Playbuzz becomes Ex.co and expands its content marketing platform

Startups

Playbuzz, a startup that helps publishers to add things like polls and galleries to their articles, has rebranded itself as Ex.co.

Co-founder and CEO Tom Pachys told me the name stands for “the experience company,” and he said it reflects the company’s broader content marketing ambitions. Ex.co will continue working with news publishers, but Pachys said there’s a bigger market for what the company has built.

“We’re seeing businesses wanting to become publishers in a way, to interact with their users in a way that’s very similar to what a publisher does,” Pachys said.

Playbuzz/Ex.co is hardly the first publishing startup realize that there may be more money in content marketing, but Pachys argued that this isn’t just a sudden pivot. After all, the company is already working with clients like Visa, Red Bull and Netflix (as well as our corporate siblings at The Huffington Post).

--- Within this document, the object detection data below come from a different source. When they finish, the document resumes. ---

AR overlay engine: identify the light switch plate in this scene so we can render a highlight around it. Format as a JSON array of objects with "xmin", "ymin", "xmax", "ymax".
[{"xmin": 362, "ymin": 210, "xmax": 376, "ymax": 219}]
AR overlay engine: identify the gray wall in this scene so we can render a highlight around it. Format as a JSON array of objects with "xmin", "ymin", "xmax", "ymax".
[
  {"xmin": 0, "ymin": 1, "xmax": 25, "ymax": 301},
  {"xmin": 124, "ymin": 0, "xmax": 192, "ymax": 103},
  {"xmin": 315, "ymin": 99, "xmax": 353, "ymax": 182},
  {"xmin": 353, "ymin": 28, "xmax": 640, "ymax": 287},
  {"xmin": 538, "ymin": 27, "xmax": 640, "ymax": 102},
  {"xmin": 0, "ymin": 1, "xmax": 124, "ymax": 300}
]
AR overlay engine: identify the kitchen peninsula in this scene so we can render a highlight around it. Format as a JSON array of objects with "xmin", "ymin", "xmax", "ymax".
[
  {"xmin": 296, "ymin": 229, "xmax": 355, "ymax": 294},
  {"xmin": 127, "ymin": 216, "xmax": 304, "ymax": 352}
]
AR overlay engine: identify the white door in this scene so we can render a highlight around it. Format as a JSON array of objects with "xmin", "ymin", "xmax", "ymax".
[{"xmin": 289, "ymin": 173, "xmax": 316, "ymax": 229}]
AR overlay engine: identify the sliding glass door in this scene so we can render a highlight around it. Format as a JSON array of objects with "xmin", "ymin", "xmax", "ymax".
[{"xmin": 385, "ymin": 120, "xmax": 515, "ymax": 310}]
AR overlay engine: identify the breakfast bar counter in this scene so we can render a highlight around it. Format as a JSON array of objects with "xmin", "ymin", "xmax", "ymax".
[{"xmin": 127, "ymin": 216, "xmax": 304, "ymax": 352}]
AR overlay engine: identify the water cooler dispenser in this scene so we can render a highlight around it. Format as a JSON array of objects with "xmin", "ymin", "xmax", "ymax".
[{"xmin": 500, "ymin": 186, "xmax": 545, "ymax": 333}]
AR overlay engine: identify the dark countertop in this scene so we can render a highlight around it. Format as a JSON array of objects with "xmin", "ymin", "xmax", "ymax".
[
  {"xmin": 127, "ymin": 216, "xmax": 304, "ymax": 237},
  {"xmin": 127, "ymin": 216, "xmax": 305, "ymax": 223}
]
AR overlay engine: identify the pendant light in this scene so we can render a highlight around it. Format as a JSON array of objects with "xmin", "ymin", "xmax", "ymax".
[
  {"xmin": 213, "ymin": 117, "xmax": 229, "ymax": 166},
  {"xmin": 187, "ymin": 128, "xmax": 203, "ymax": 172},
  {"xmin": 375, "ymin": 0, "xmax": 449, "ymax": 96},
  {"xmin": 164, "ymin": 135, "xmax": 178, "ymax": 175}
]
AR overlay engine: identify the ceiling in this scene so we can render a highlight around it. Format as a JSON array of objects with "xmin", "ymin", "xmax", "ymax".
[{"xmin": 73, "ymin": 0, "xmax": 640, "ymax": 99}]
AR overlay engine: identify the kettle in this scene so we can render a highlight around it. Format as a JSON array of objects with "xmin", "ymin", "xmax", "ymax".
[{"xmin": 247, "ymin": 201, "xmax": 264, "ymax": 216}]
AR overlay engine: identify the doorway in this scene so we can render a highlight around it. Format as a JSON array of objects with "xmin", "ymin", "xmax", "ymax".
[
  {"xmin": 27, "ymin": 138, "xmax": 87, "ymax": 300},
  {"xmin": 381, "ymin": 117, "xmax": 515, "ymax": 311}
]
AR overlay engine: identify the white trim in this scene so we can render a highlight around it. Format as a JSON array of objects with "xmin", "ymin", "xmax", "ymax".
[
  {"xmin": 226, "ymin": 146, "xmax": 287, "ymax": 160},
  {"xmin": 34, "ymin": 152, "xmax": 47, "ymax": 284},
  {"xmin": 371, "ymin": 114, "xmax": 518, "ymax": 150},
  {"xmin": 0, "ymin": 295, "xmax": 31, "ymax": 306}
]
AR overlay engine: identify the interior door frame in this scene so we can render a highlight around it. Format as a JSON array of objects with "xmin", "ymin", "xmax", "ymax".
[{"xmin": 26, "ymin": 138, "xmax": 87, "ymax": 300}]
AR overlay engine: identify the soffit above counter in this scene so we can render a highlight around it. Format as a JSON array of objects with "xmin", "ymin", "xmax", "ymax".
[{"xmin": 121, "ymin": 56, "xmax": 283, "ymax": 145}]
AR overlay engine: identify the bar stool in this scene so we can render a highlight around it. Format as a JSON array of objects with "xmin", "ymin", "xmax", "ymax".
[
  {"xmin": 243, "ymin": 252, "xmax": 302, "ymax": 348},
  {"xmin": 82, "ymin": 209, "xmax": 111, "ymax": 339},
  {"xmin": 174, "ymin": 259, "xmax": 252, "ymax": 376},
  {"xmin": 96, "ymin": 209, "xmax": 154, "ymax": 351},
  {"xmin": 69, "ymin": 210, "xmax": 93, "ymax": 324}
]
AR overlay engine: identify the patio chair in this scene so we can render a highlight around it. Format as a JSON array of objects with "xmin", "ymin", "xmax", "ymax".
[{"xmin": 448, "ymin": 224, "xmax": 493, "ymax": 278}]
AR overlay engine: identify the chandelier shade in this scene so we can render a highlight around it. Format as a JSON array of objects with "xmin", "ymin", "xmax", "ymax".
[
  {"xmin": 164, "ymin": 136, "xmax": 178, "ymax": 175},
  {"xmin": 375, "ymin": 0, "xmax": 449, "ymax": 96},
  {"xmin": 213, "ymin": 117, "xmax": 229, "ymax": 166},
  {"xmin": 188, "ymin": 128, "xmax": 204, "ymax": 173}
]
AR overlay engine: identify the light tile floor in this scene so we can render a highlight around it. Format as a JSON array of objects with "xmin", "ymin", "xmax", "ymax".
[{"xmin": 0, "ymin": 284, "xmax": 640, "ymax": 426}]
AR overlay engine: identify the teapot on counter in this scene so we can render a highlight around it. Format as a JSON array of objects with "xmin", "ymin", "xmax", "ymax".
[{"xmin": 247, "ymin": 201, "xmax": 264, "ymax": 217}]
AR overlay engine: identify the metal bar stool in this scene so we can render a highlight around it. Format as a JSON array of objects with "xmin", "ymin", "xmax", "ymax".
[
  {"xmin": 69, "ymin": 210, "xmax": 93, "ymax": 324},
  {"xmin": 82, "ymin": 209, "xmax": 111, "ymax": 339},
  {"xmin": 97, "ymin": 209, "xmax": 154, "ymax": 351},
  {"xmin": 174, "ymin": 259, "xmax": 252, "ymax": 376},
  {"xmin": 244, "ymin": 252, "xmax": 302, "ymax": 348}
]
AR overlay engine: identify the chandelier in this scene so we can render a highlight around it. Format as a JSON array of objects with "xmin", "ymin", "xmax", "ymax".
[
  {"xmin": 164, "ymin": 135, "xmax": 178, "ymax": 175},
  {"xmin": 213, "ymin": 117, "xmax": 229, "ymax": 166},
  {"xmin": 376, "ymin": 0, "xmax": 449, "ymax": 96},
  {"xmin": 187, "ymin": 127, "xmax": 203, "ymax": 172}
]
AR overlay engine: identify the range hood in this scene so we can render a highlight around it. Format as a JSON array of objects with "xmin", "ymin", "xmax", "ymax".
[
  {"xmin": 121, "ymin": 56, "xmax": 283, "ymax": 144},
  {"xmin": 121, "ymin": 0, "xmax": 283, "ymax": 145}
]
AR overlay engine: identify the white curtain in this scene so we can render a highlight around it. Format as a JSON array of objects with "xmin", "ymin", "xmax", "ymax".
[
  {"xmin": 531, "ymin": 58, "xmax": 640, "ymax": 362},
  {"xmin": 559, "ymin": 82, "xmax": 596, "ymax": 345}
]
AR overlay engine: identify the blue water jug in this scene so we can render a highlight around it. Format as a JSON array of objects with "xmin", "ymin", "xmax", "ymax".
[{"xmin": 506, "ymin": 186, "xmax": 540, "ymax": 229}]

“The previous name does not reflect the values that we stand for today — not even future values,” he said.

Tom Pachys

Tom Pachys

Pachys also suggested that existing content marketing tools are largely focused on operations and workflow — things like hiring the right freelancer — while Ex.co aims at making it easier to actually create the content.

“We’re the ones innovate within the core — not around it, but the core itself,” he said. “And rather than trying to call them competition, we want to integrate with as much players in the ecosystem as possible.”

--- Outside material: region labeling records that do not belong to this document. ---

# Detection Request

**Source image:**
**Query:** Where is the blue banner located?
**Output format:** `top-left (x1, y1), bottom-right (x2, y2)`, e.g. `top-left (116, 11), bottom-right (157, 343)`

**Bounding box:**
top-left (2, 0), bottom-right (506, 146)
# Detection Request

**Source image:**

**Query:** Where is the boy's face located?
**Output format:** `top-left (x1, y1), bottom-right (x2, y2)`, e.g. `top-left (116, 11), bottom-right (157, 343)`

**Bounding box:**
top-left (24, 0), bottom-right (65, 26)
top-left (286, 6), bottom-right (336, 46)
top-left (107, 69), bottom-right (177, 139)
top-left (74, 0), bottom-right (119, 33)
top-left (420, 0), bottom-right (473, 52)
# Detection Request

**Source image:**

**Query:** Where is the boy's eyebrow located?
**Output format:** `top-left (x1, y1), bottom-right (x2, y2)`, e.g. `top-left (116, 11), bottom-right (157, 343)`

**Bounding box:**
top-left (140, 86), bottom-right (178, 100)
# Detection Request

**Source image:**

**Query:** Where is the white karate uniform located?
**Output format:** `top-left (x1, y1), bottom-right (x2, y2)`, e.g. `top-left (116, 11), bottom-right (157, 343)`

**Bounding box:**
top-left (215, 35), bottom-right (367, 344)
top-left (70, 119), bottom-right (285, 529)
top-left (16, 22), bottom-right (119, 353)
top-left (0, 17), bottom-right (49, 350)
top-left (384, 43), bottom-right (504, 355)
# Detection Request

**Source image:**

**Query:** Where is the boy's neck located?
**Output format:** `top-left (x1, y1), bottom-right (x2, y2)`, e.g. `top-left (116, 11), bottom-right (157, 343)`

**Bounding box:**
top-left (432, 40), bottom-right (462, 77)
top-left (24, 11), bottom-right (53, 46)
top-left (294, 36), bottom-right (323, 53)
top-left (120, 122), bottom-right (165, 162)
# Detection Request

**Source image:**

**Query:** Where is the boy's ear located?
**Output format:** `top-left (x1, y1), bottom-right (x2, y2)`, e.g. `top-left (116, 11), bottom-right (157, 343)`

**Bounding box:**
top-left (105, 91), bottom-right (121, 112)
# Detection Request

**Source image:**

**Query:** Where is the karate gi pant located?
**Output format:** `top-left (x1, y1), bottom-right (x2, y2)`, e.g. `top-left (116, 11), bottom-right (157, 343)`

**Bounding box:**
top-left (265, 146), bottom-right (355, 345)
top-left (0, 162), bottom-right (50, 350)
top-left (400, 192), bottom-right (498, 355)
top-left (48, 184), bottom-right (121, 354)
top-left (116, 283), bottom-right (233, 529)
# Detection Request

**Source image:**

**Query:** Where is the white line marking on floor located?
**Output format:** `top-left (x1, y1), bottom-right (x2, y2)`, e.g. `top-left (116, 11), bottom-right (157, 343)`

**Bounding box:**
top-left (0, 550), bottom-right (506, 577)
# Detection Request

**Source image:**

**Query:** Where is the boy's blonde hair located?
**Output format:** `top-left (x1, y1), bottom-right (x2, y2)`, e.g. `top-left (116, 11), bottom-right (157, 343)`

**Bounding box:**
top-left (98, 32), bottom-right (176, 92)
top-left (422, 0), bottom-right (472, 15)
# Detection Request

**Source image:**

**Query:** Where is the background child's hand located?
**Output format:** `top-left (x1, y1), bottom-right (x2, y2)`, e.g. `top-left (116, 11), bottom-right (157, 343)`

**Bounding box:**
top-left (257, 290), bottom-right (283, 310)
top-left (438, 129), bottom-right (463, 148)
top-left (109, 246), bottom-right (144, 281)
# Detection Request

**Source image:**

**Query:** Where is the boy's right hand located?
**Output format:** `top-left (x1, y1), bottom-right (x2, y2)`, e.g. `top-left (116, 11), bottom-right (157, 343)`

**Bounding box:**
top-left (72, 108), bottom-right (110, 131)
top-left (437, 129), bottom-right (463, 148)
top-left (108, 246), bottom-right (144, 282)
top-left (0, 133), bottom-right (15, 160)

In addition to announcing the rebrand, Ex.co is also relaunching its platform as a broader content marketing tool, with new features like content templates, real-time analytics and lead generation.

Pachys, by the way, is new to the CEO role, having served as COO until recently, while previous Playbuzz CEO Shaul Olmert has become the company’s president. Pachys said the move wasn’t “directly correlated” with the other changes, and instead allows the two of them to focus on their strengths — Pachys oversees day-to-day operations, while Olmert focuses on investor relations and strategic deals.

“I co-founded the company with Shaul, who’s a very good friend of mine, we’ve known each other 20 years,” Pachys said. “Shaul is very much involved in the company.”